In terms of series and stage deals, in H1 2017, fewer startups raised pre-Series A funding during first half of the year, with a total of 241 deals wrapping up about $130 million.
The comparable period last year saw 401 deals mopping up $166 million. While the number of deals and total amount raised declined, the average deal size climbed to $539 million vs $414 million last year.
The Series B space held strong, clocking 35 deals vs 30 last year, and a total of $296 million vs $286 million. However, on a positive note even as late-stage deals slowed down worldwide, India plodded along as the deals got larger further up the funding ladder – Series C saw the biggest jump over H1 2016, with just eight deals bringing in $397 million in H1 2017.
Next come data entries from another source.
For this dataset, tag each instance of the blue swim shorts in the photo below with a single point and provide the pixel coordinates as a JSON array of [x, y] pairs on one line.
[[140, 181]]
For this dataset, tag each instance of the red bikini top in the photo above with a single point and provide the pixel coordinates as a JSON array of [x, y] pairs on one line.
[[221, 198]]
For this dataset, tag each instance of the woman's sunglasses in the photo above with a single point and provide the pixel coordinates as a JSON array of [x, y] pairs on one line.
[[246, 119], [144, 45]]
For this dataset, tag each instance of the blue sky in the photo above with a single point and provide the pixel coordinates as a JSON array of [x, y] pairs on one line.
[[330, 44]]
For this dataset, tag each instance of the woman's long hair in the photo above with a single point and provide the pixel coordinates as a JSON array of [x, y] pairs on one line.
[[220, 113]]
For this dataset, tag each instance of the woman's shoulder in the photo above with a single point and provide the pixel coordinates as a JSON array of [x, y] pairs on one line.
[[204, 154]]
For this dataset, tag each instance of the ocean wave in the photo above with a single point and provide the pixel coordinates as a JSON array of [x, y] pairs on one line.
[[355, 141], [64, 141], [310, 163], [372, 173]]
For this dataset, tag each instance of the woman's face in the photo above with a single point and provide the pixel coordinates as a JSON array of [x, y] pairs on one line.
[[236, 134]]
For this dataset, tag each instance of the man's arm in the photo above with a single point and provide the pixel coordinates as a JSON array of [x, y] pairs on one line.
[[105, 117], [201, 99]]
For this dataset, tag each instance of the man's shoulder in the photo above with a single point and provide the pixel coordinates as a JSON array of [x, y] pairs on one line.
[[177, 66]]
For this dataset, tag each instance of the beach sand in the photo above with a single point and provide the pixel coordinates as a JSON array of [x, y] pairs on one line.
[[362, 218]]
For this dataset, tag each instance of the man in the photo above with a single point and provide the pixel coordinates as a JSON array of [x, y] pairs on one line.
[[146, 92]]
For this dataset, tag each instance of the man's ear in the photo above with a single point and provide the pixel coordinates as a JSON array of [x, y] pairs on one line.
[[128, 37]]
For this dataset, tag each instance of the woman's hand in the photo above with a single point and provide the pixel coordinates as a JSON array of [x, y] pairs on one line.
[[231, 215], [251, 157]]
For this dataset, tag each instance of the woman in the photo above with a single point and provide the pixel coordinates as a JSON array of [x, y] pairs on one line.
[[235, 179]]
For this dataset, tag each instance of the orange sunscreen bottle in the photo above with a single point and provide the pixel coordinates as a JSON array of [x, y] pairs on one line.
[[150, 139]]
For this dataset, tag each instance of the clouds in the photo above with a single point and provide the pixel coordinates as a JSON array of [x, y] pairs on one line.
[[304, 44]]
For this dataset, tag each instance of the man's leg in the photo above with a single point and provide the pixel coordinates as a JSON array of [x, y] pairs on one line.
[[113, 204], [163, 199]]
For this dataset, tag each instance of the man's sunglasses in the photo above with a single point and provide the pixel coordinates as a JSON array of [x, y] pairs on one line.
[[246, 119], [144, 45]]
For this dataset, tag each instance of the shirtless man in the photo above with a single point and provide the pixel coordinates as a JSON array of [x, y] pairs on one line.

One big surprise was that NCR retained its lead over Bengaluru, both in the number of deals and total funding raised. Startups in NCR, which comprises New Delhi, Gurgaon and Noida, raised a total of $3.35 billion in funding across 138 deals.
Bengaluru came in second, raising $2.56 billion from 129 deals. In H1 2016, NCR recorded 188 deals, raising $688 million vs Bengaluru, which raised $780 million from 156 deals.
If Flipkart’s $1.4 billion (from eBay, Microsoft, and Tencent in April) accounted for more than half of the funding raised by a Bengaluru-based company in the first six months of 2017, a similar story played out in NCR. One97 Communications, the parent company of Paytm, raised a similar amount from SoftBank Group Corp. for its payments business.
According to YourStory data, 101 acquisitions and exits took place over H1 2017 (versus 80 acquisitions made in the H1 2016), reflecting that the startup ecosystem is beginning to mature. Last year’s top acquirers included Paytm, which acquired the Noida-based Shifu, Quickr, which took over CommonFloor, Yatra’s takeover of Travel-logs, OYO Room’s acquisition of Zo Rooms, and Amazon’s acquisition of a Delhi-based fintech startup.
This year, the online real estate space saw more consolidation with PropTiger acquiring the much-beleaguered Housing. In the foodtech space, Berlin-based Delivery Hero acquired Rocket Internet’s Foodpanda, while BookMyShow acquired Burrp for a paltry Rs 6.7 lakh—for a couple of these, the exits might well be an opportunity to resurrect their brands or at least scale operations.
“Exits continue to be challenging and they happen to be the biggest question mark in the Indian startup ecosystem. I think it has got less to do about the acquirers and more with the fact that we need to create more worthwhile companies. (Either) we are not funding the right companies, or the Indian market isn’t big enough. But the point is that this needs to change for all of us to survive.”
“At different periods in time, there will be different sectors that go through different cycles of funding, investor preferences and growth. A combination of these influences gets funded and what kind of money gets pumped into the ecosystem. And this happens across industries. There are other sectors are clearly picking up, which is a good sign.”
Overall, the first half of 2017 seemed like sanity prevailed. Parag believes that investors are taking longer to evaluate startups and betting only on those that are creating real value.